NEVER feel that way, please. Great writing inspires great reviews. I liked your speechlessness in the face of his clowning...


Care Oh no worries - I'll just attempt a nice temperate (first scathing then tone it down to 'nice') of a different book and by the time I am ready to review this, I'll know what to say.


Trish Care wrote: "Oh no worries - I'll just attempt a nice temperate (first scathing then tone it down to 'nice') of a different book and by the time I am ready to review this, I'll know what to say."

Fab.


Karenlibrarian I too enjoyed the audio. Ballorini speaks fluent Italian and is great with all the voices. One thing I've noticed since I read/heard the book was the way I now look at all the stupid movie titles out there and ridiculous reality shows. It is a very cynical book. Well written! Well done Jess. Did everyone in the book "get some" except Zia Valeria?
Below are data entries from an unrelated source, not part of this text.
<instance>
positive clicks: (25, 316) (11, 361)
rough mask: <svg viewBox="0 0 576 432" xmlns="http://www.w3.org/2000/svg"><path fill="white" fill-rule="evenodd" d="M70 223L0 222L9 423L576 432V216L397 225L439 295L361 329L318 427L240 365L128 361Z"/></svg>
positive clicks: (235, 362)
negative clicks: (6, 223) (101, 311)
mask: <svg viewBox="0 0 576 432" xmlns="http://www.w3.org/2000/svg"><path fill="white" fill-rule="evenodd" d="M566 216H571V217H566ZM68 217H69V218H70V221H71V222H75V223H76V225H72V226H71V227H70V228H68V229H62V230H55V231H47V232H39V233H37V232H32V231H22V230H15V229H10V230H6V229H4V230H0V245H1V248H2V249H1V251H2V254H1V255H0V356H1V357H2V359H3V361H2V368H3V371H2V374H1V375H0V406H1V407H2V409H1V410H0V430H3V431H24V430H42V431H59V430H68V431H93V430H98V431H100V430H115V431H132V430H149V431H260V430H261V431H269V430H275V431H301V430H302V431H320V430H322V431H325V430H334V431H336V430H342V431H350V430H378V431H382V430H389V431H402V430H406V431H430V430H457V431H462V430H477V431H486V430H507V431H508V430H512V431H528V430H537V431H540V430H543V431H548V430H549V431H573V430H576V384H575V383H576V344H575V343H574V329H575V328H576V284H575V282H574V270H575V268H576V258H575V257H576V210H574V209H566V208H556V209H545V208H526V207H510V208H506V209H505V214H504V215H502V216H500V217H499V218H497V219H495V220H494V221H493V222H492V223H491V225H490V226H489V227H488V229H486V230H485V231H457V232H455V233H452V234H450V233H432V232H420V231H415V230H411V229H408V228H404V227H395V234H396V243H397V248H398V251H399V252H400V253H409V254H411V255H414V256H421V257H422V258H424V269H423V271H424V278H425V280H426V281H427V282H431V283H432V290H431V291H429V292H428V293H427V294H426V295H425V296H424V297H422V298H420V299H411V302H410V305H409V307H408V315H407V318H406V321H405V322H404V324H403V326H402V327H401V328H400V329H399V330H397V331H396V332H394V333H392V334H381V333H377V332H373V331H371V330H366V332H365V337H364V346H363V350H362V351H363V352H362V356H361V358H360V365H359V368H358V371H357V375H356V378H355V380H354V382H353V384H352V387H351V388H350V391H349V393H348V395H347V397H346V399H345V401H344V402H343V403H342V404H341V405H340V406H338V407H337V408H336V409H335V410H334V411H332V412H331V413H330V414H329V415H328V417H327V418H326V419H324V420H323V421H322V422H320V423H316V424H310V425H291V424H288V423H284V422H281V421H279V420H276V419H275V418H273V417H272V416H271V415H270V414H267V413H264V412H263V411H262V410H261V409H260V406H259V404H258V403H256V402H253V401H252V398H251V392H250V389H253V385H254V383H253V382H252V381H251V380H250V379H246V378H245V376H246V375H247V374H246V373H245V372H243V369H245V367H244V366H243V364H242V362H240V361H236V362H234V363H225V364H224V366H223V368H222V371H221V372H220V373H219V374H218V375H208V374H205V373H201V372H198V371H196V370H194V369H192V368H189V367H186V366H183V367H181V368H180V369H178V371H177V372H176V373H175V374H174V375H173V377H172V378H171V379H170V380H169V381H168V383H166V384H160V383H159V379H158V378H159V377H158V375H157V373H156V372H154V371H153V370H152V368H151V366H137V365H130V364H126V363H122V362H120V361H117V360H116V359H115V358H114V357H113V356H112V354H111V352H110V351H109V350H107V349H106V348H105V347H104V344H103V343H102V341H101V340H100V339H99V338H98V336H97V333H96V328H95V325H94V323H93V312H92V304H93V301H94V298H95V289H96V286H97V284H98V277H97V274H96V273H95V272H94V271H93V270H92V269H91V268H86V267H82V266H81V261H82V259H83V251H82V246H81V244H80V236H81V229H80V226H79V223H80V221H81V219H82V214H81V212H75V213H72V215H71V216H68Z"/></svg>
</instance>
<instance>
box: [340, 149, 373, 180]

Trish Karenlibrarian wrote: "I too enjoyed the audio. Ballorini speaks fluent Italian and is great with all the voices. One thing I've noticed since I read/heard the book was the way I now look at all the stupid movie titles ..."
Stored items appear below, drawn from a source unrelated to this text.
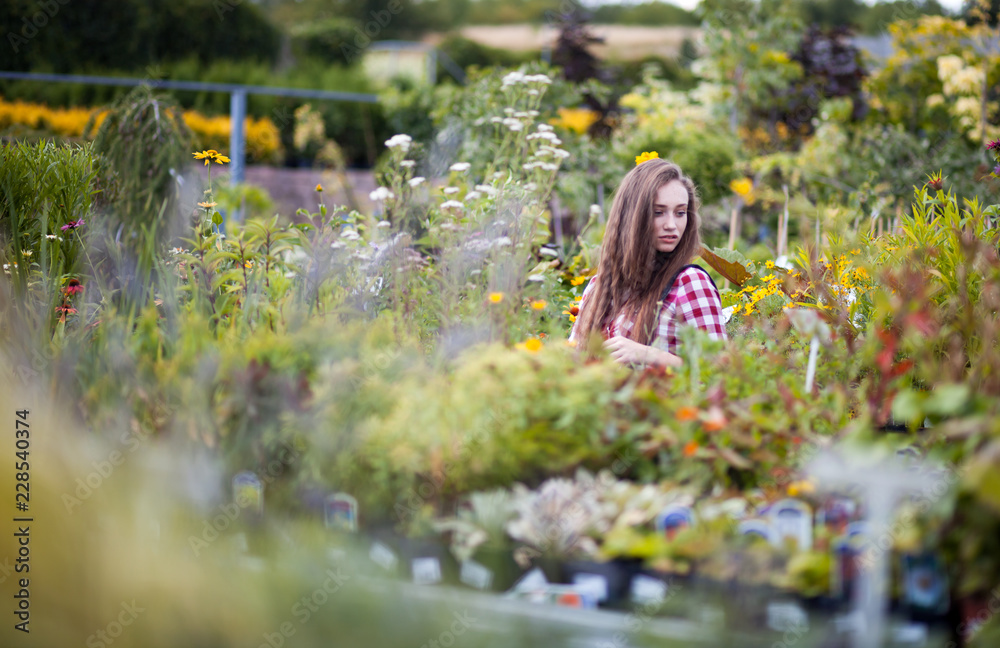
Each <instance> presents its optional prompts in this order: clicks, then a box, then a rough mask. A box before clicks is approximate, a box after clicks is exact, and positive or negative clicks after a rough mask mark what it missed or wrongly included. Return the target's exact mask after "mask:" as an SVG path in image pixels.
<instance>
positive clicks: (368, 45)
mask: <svg viewBox="0 0 1000 648" xmlns="http://www.w3.org/2000/svg"><path fill="white" fill-rule="evenodd" d="M401 11H403V5H402V3H401V2H400V0H389V2H388V3H387V4H386V5H385V9H381V10H379V11H375V10H372V11H371V12H370V15H371V20H369V21H368V22H366V23H365V24H364V25H363V27H358V26H355V27H354V44H353V45H351V44H350V43H346V42H345V43H341V44H340V53H341V54H343V55H344V59H345V60H346V61H347V62H348V63H350V62H351V61H353V60H354V59H356V58H357V57H358V56H360V55H361V52H362V50H364V49H365V48H366V47H368V46H369V45H371V44H372V39H374V38H376V37H377V36H378V35H379V34H381V33H382V30H383V29H385V28H386V27H388V26H389V23H391V22H392V18H393V16H396V15H397V14H399V13H400V12H401Z"/></svg>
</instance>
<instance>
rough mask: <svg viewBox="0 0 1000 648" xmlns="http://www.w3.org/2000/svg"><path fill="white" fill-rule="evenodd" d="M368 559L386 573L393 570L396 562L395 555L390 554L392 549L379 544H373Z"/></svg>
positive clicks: (395, 554) (379, 542)
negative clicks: (382, 569)
mask: <svg viewBox="0 0 1000 648" xmlns="http://www.w3.org/2000/svg"><path fill="white" fill-rule="evenodd" d="M368 557H369V558H371V559H372V562H374V563H375V564H376V565H378V566H379V567H381V568H382V569H384V570H386V571H392V570H393V569H395V568H396V563H397V562H398V560H397V558H396V554H394V553H393V552H392V549H390V548H389V547H387V546H385V545H384V544H382V543H381V542H375V544H373V545H372V550H371V551H370V552H369V553H368Z"/></svg>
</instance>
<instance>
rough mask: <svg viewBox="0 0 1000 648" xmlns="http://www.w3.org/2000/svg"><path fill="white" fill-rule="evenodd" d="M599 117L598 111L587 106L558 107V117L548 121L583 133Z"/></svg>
mask: <svg viewBox="0 0 1000 648" xmlns="http://www.w3.org/2000/svg"><path fill="white" fill-rule="evenodd" d="M600 118H601V115H600V113H598V112H596V111H594V110H591V109H589V108H560V109H559V119H553V120H551V121H550V122H549V123H550V124H552V125H553V126H562V127H563V128H565V129H567V130H571V131H573V132H574V133H577V134H579V135H583V134H584V133H586V132H587V130H588V129H589V128H590V127H591V126H592V125H593V124H594V122H596V121H597V120H598V119H600Z"/></svg>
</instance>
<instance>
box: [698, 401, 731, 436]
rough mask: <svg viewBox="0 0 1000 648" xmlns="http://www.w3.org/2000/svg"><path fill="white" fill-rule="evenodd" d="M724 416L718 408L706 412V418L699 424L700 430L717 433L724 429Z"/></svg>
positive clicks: (725, 423)
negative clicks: (720, 430) (700, 428)
mask: <svg viewBox="0 0 1000 648" xmlns="http://www.w3.org/2000/svg"><path fill="white" fill-rule="evenodd" d="M727 422H728V421H726V416H725V415H724V414H723V413H722V410H721V409H719V408H718V407H713V408H712V409H710V410H708V417H707V418H706V419H705V421H704V422H703V423H702V424H701V427H702V429H704V430H705V431H706V432H718V431H719V430H721V429H722V428H724V427H726V423H727Z"/></svg>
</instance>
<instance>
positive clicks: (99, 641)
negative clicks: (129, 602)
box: [87, 599, 146, 648]
mask: <svg viewBox="0 0 1000 648" xmlns="http://www.w3.org/2000/svg"><path fill="white" fill-rule="evenodd" d="M121 608H122V609H121V612H119V613H118V616H117V617H116V618H115V620H113V621H111V622H110V623H109V624H108V625H107V626H106V627H105V628H103V629H100V630H97V631H96V632H94V634H92V635H90V636H89V637H87V648H106V647H107V646H110V645H112V644H113V643H114V642H115V639H117V638H118V637H120V636H122V633H123V632H125V629H126V628H127V627H129V626H130V625H132V624H133V623H135V620H136V619H138V618H139V615H140V614H141V613H143V612H145V611H146V608H141V607H138V606H137V605H136V604H135V599H132V602H131V603H129V602H127V601H122V604H121Z"/></svg>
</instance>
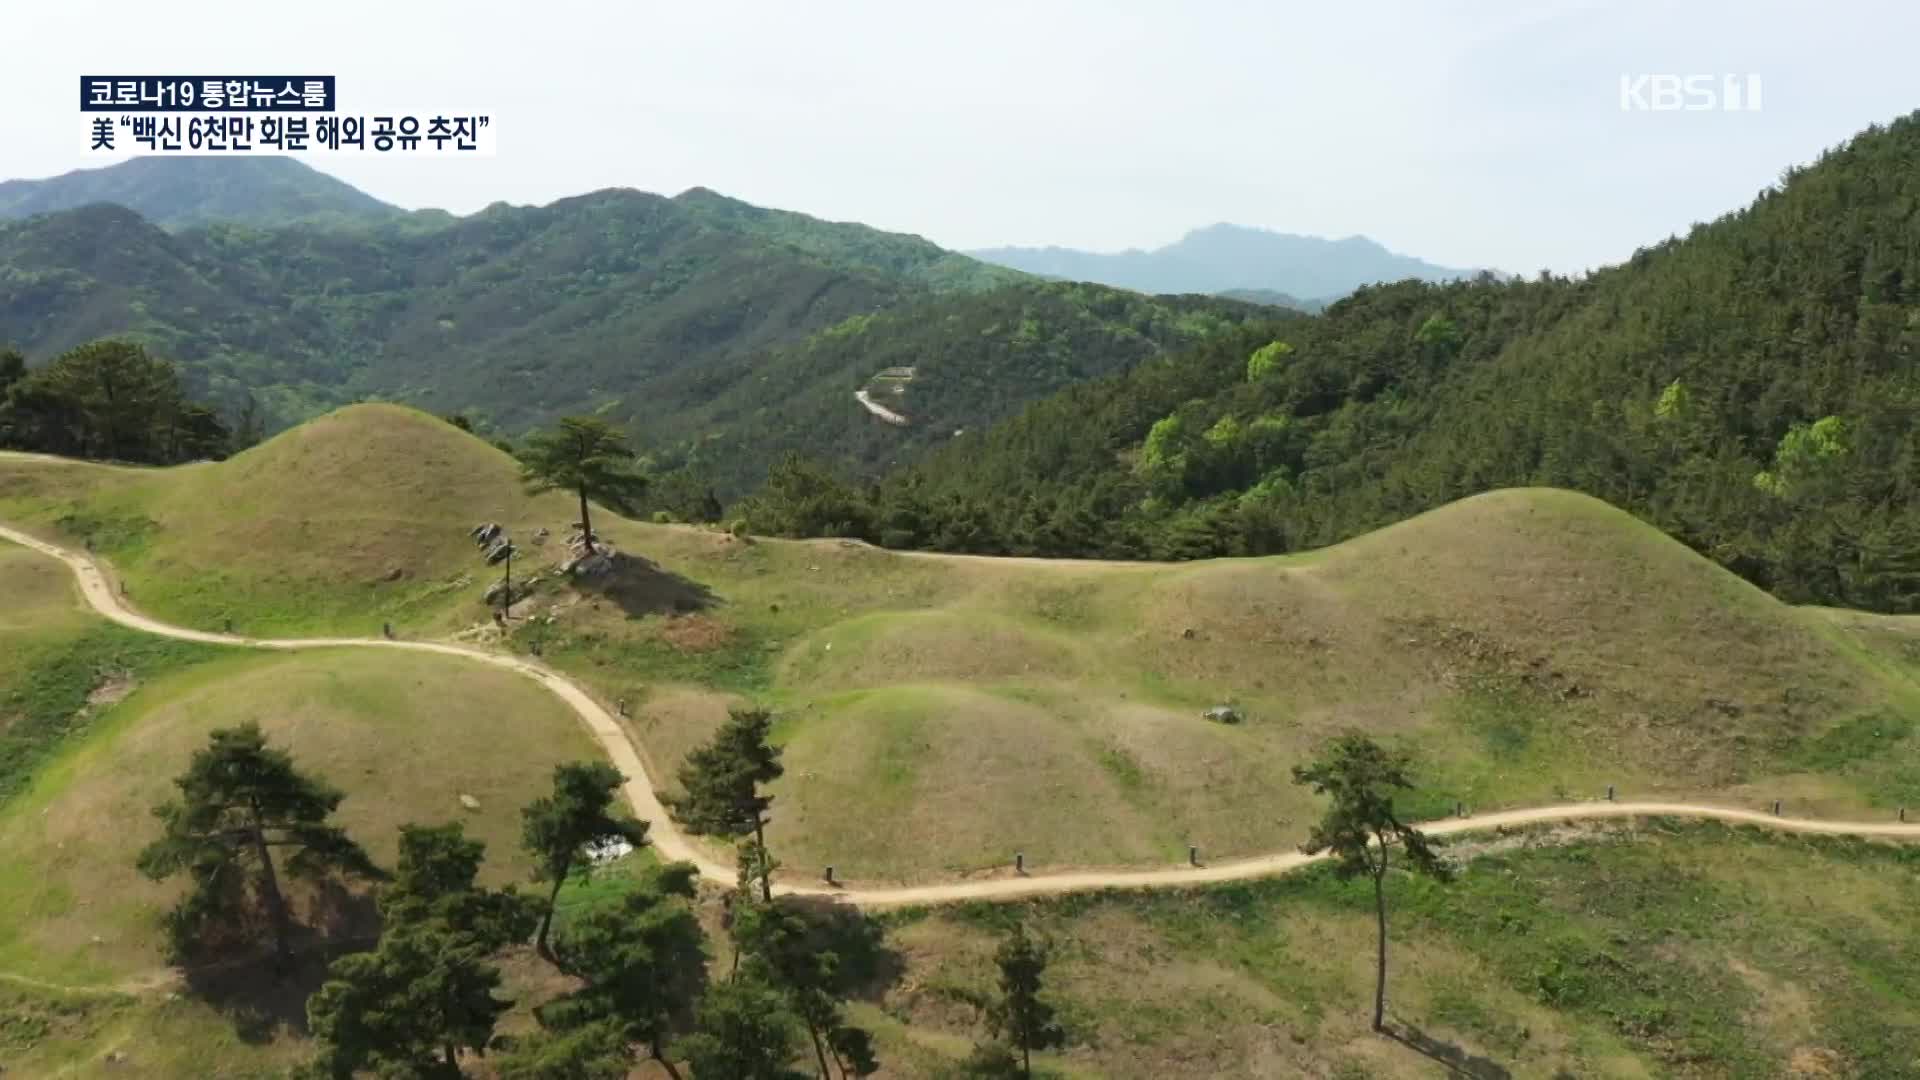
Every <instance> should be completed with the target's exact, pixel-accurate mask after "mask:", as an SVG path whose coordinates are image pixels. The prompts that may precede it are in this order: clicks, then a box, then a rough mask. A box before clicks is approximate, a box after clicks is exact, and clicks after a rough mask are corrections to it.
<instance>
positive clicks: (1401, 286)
mask: <svg viewBox="0 0 1920 1080" xmlns="http://www.w3.org/2000/svg"><path fill="white" fill-rule="evenodd" d="M1916 361H1920V113H1916V115H1908V117H1905V119H1899V121H1895V123H1893V125H1889V127H1876V129H1868V131H1866V133H1864V135H1860V136H1857V138H1855V140H1851V142H1849V144H1847V146H1843V148H1837V150H1832V152H1828V154H1826V156H1822V160H1820V161H1818V163H1814V165H1811V167H1805V169H1793V171H1789V173H1788V175H1784V177H1782V183H1780V184H1778V186H1774V188H1768V190H1764V192H1761V196H1759V198H1757V200H1755V202H1753V204H1751V206H1749V208H1745V209H1741V211H1738V213H1730V215H1726V217H1722V219H1718V221H1715V223H1711V225H1699V227H1695V229H1693V231H1692V233H1690V234H1688V236H1686V238H1670V240H1667V242H1663V244H1657V246H1653V248H1645V250H1640V252H1636V254H1634V258H1632V259H1630V261H1626V263H1624V265H1619V267H1611V269H1605V271H1599V273H1594V275H1590V277H1582V279H1561V277H1549V275H1542V277H1540V279H1536V281H1496V279H1492V277H1480V279H1476V281H1469V282H1448V284H1428V282H1413V281H1407V282H1398V284H1386V286H1375V288H1365V290H1359V292H1357V294H1354V296H1350V298H1346V300H1342V302H1338V304H1334V306H1331V307H1329V309H1327V313H1325V315H1319V317H1300V319H1292V321H1286V323H1271V325H1254V327H1244V329H1240V331H1235V332H1229V334H1219V336H1215V338H1210V340H1208V342H1202V344H1198V346H1194V348H1192V350H1187V352H1183V354H1179V356H1171V357H1162V359H1150V361H1146V363H1140V365H1139V367H1135V369H1131V371H1127V373H1121V375H1116V377H1108V379H1100V380H1092V382H1083V384H1075V386H1069V388H1068V390H1064V392H1060V394H1058V396H1054V398H1048V400H1044V402H1039V404H1035V405H1031V407H1027V409H1025V411H1023V413H1021V415H1018V417H1014V419H1010V421H1006V423H1002V425H998V427H995V429H993V430H985V432H977V434H970V436H968V438H964V440H952V442H950V444H948V446H945V448H943V450H939V452H937V454H933V455H929V457H927V459H924V461H920V463H914V465H908V467H902V469H899V471H895V473H893V475H889V477H887V479H885V482H881V484H872V486H856V484H849V482H843V480H841V479H837V477H835V475H833V471H829V469H826V467H820V465H814V463H810V461H804V459H799V457H789V459H783V461H780V463H778V465H776V467H774V469H772V473H770V479H768V484H766V486H764V488H762V492H760V494H758V496H756V498H753V500H749V502H747V503H745V505H743V507H741V513H745V515H747V517H749V521H751V525H753V527H756V528H770V530H778V532H793V534H799V532H841V534H856V536H866V538H870V540H876V542H881V544H889V546H914V548H941V550H956V552H996V553H1043V555H1106V557H1116V555H1146V557H1171V559H1181V557H1202V555H1223V553H1265V552H1290V550H1300V548H1311V546H1321V544H1329V542H1334V540H1340V538H1346V536H1354V534H1357V532H1363V530H1367V528H1375V527H1380V525H1386V523H1392V521H1398V519H1404V517H1407V515H1413V513H1419V511H1425V509H1430V507H1434V505H1440V503H1444V502H1450V500H1455V498H1461V496H1469V494H1475V492H1482V490H1488V488H1500V486H1515V484H1553V486H1565V488H1576V490H1582V492H1590V494H1594V496H1597V498H1603V500H1607V502H1613V503H1617V505H1622V507H1628V509H1632V511H1636V513H1640V515H1642V517H1645V519H1647V521H1653V523H1655V525H1659V527H1663V528H1667V530H1668V532H1672V534H1674V536H1678V538H1682V540H1684V542H1688V544H1690V546H1693V548H1697V550H1699V552H1703V553H1707V555H1709V557H1713V559H1716V561H1718V563H1722V565H1726V567H1730V569H1734V571H1736V573H1740V575H1743V577H1747V578H1749V580H1753V582H1757V584H1761V586H1764V588H1770V590H1774V592H1776V594H1778V596H1782V598H1786V600H1791V601H1828V603H1847V605H1859V607H1870V609H1884V611H1916V609H1920V502H1916V498H1914V496H1916V492H1914V484H1916V477H1920V423H1916V421H1920V369H1916Z"/></svg>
You're completely right about Walter's making fun of Hollywood and us for watching. And yes, just about everyone "got some"...


Nancy Walters spoke at a literary luncheon I attended last month and (since you mentioned you would like to meet him) he is funny, modest, self-deprecating and totally "real." Hearing him speak made me enjoy reading the book even more.


Trish Nancy wrote: "Walters spoke at a literary luncheon I attended last month and (since you mentioned you would like to meet him) he is funny, modest, self-deprecating and totally "real." Hearing him speak made me e..."

Oh, that's great that you got the chance to meet him. I bet he is all those things, especially real. I so appreciate that in an author. Have you read any Ruth Ozeki? My gosh, I wish I had read her earlier work, I so enjoyed A Tale for the Time Being.


Nancy Thanks for the suggestion; I will look for Ruth Ozeki.


message 11: by Zakariah (new)

Zakariah Johnson I met Walter when he read at RiverRun bookstore in Portsmouth. He was extremely engaging and generous. I think his "The Zero" still ranks as the best book on post 9/11 America.


Trish Zakariah wrote: "I met Walter when he read at RiverRun bookstore in Portsmouth. He was extremely engaging and generous. I think his "The Zero" still ranks as the best book on post 9/11 America."

I'm jealous. I have read everything of his except The Zero. I hope I can get to it one day.